Nathaniel, a failed novelist, announces that Blake sold the rights to the wedding to HELLO! Magazine for two million dollars (donated to charity), and he is the reporter assigned to write the story. Everyone expects Brigit to have her happily ever after, her mother who taught her how to lead the perfect lifestyle, her younger sister Daisy who impatiently wishes for her own love story, and of course her fiancée. Things are supposed to work out for them. But when Brigit discovers an unsettling secret about Blake, she questions everything she's ever believed about love, and wonders if she's not better off alone.
Told in Anita Hughes' spectacularly descriptive prose, Santorini Sunsets is a story about family bonds, first loves, and the question of when to let go and when to hang on as tight as you can.
~Brigit Palmer is getting married to a movie star, Blake. And there's no better place than Santorini. The guests have arrived. The cake has been chosen. Her husband-to-be is gorgeous
Understandably, I call this type of book: #RichPeopleProblems.
The story consists of three POVs, Brigit, her younger sister, Daisy, and their mother, Sydney. Daisy is relaxed about life itself. I feel like she doesn't care about this wedding, or Brigit, or anyone, actually. She's just here to sample delectable cheeses and cakes, and tour Greece in floaty skirts. And possibly find love. She's very simple-minded, but I liked her. Weirdly, I could *slightly* relate.
On the other hand, Sydney was tiring. She's married to their father, Francis, a philanthropist, They're all very rich, ya see. It would've been more interesting if the third POV was a random bridesmaid, or another girl with kids, I don't know. She was like, "When I first had Daisy and Brigit, when they were little kids-" TOO weird. It's like when TV shows, like Degrassi or Gossip Girl, occasionally focused on the parents. We don't care.

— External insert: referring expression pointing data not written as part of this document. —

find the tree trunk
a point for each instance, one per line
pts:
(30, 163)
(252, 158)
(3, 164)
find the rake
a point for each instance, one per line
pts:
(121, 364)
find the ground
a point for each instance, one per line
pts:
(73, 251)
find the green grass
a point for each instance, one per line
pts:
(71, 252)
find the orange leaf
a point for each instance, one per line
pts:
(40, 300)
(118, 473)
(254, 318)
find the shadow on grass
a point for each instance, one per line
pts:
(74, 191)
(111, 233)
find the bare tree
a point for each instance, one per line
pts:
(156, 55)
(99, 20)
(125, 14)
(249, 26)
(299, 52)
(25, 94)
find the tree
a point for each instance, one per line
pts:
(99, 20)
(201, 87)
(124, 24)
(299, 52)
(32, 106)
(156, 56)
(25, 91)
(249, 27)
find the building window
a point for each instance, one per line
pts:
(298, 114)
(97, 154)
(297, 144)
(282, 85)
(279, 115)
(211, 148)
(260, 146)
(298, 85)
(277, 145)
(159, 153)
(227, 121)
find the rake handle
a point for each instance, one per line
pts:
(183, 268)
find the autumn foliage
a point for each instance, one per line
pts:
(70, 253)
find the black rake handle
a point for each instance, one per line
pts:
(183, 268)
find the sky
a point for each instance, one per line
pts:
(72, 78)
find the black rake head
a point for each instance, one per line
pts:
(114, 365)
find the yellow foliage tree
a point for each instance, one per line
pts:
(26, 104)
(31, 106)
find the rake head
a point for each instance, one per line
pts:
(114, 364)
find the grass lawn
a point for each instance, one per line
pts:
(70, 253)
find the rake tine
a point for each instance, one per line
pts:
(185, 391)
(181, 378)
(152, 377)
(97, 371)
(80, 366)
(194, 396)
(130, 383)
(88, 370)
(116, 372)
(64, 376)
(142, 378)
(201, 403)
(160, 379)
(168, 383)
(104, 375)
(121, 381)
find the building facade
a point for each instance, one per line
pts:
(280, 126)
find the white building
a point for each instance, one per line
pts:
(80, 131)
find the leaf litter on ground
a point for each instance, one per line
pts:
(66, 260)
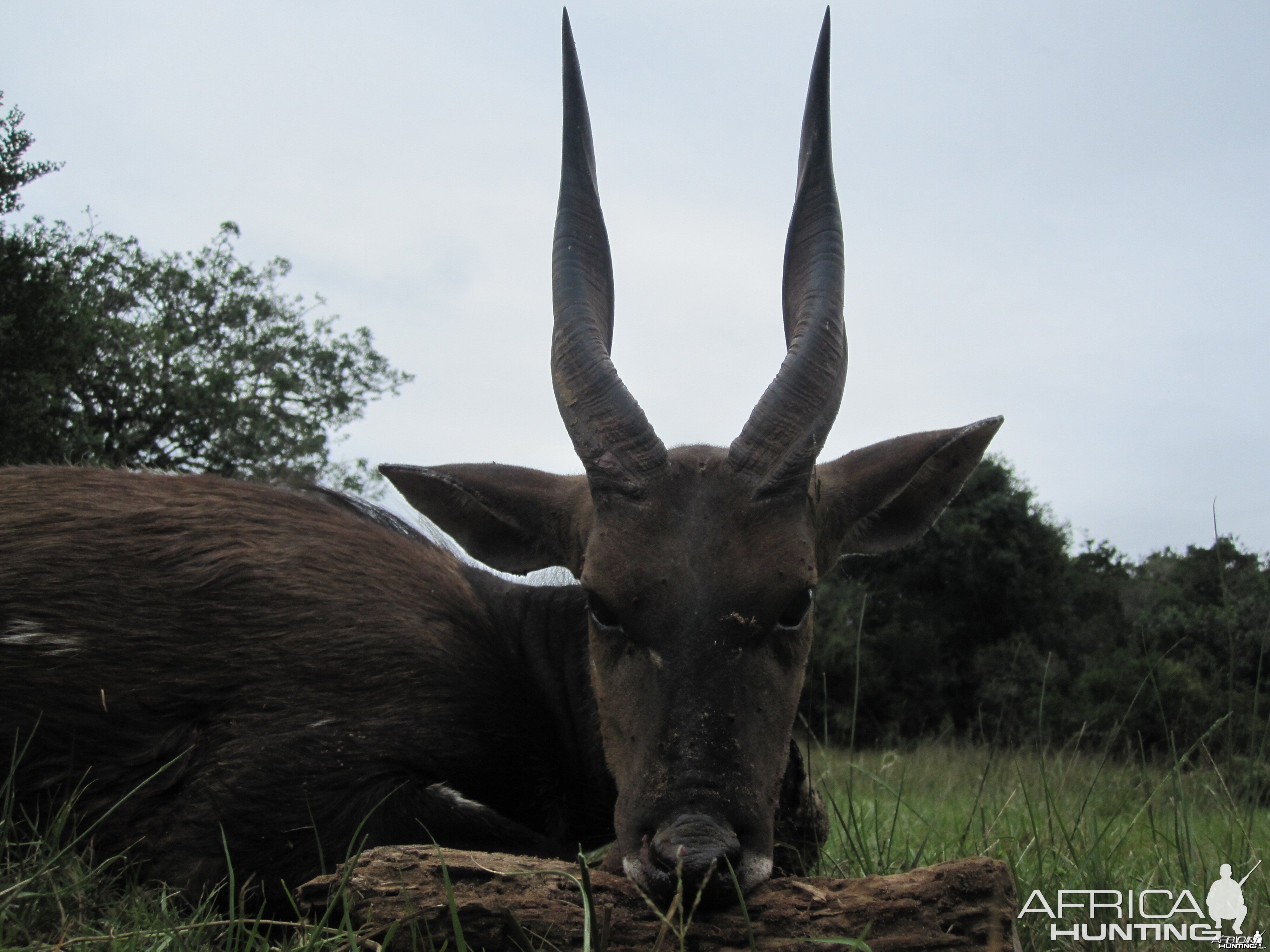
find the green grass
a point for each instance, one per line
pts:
(1065, 819)
(1062, 819)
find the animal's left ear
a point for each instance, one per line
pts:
(888, 496)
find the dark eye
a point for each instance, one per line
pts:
(796, 611)
(601, 614)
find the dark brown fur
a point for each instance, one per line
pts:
(281, 668)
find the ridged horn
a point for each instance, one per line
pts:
(609, 430)
(787, 431)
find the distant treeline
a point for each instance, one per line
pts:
(991, 630)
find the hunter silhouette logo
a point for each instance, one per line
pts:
(1149, 915)
(1226, 902)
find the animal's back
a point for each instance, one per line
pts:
(258, 659)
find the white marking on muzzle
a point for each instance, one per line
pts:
(754, 870)
(634, 870)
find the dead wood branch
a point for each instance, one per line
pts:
(959, 906)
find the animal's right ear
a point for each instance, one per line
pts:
(888, 496)
(510, 517)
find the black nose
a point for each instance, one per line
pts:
(694, 842)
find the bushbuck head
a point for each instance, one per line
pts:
(699, 563)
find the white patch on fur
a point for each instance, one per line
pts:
(634, 870)
(552, 576)
(23, 633)
(454, 797)
(754, 870)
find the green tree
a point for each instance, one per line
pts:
(15, 171)
(987, 578)
(190, 362)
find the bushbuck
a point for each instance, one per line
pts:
(271, 677)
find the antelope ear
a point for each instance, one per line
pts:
(510, 517)
(888, 496)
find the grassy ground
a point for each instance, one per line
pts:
(1065, 821)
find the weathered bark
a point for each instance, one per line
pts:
(966, 904)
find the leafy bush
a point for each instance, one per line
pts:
(991, 629)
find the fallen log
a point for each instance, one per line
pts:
(509, 903)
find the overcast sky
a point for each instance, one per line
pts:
(1053, 211)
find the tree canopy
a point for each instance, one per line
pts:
(993, 629)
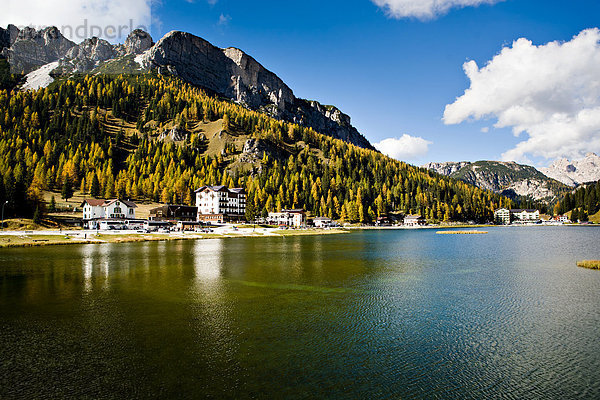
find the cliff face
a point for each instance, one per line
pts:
(230, 72)
(576, 172)
(508, 178)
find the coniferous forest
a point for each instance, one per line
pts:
(64, 138)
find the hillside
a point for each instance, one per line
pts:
(507, 178)
(230, 73)
(157, 138)
(575, 172)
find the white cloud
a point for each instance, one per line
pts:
(80, 19)
(548, 93)
(425, 9)
(404, 148)
(224, 19)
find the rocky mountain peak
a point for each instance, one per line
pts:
(137, 42)
(576, 172)
(227, 72)
(30, 48)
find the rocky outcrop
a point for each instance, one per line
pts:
(227, 72)
(31, 49)
(137, 42)
(576, 172)
(446, 168)
(87, 55)
(508, 178)
(234, 74)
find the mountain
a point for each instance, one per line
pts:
(45, 55)
(576, 172)
(153, 136)
(508, 178)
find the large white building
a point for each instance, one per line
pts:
(95, 210)
(296, 218)
(220, 204)
(504, 216)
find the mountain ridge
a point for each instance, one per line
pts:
(507, 178)
(228, 72)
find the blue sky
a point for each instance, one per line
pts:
(392, 76)
(395, 75)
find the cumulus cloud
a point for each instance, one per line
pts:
(549, 94)
(224, 20)
(79, 19)
(404, 148)
(425, 9)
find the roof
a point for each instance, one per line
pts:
(104, 203)
(128, 203)
(93, 202)
(294, 211)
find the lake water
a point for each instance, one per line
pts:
(371, 314)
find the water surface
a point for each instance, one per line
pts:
(373, 314)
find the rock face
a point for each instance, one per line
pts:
(31, 49)
(137, 42)
(508, 178)
(88, 55)
(227, 72)
(446, 168)
(234, 74)
(576, 172)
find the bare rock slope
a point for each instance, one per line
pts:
(229, 72)
(508, 178)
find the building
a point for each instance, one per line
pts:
(220, 204)
(323, 222)
(504, 216)
(171, 212)
(95, 210)
(296, 218)
(414, 220)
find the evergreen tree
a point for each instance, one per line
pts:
(95, 187)
(37, 217)
(67, 189)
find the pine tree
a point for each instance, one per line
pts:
(95, 187)
(67, 189)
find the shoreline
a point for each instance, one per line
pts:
(15, 239)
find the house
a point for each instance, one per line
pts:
(172, 212)
(296, 218)
(525, 215)
(504, 216)
(323, 222)
(95, 210)
(220, 204)
(414, 220)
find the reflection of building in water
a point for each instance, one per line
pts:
(208, 260)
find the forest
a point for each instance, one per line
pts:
(59, 138)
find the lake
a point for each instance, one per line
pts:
(371, 314)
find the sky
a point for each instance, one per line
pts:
(423, 80)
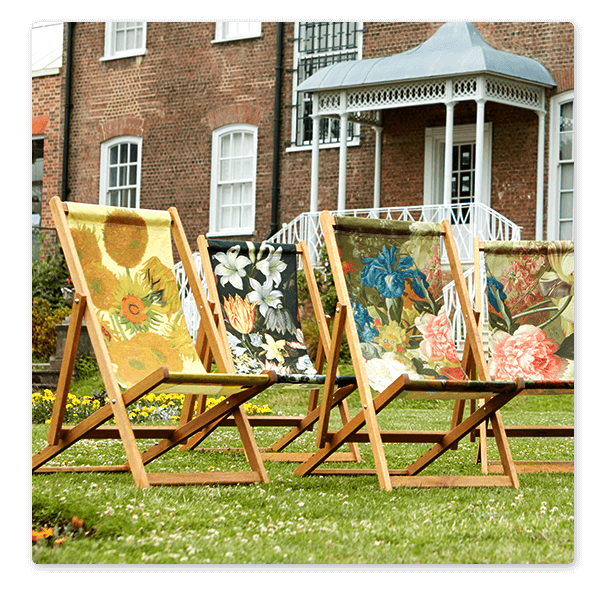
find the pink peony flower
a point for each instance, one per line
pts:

The only reason I didn't care for this, is because they're so rich. Too rich. ("Hmm, should I wear the Gucci cuff or the Chanel one today?") A lot of celebrities were name-dropped. The conversations were so null. I seriously enjoyed the sex scenes, which never happens and I feel like a heathen to admit that, and the book itself is seriously well-written. If not for the pretentious characters.
The easiest thing would have been to get married at the Plaza or the Carlyle in New York. It had a large ballroom with crystal chandeliers and thick marble columns. But she would have had to wear a satin gown by Escada or Versace with a full skirt and a twelve-foot train. The silver stilettos would have pinched her toes and the diamond tiara would have given her a headache.SIGH. Oh, Brigit...
I did enjoy minor aspects of Brigit's husband-to-be, Blake. He was always buying her things, like blue diamond bracelets and taking her to dinner. The ending was such actual bullshit.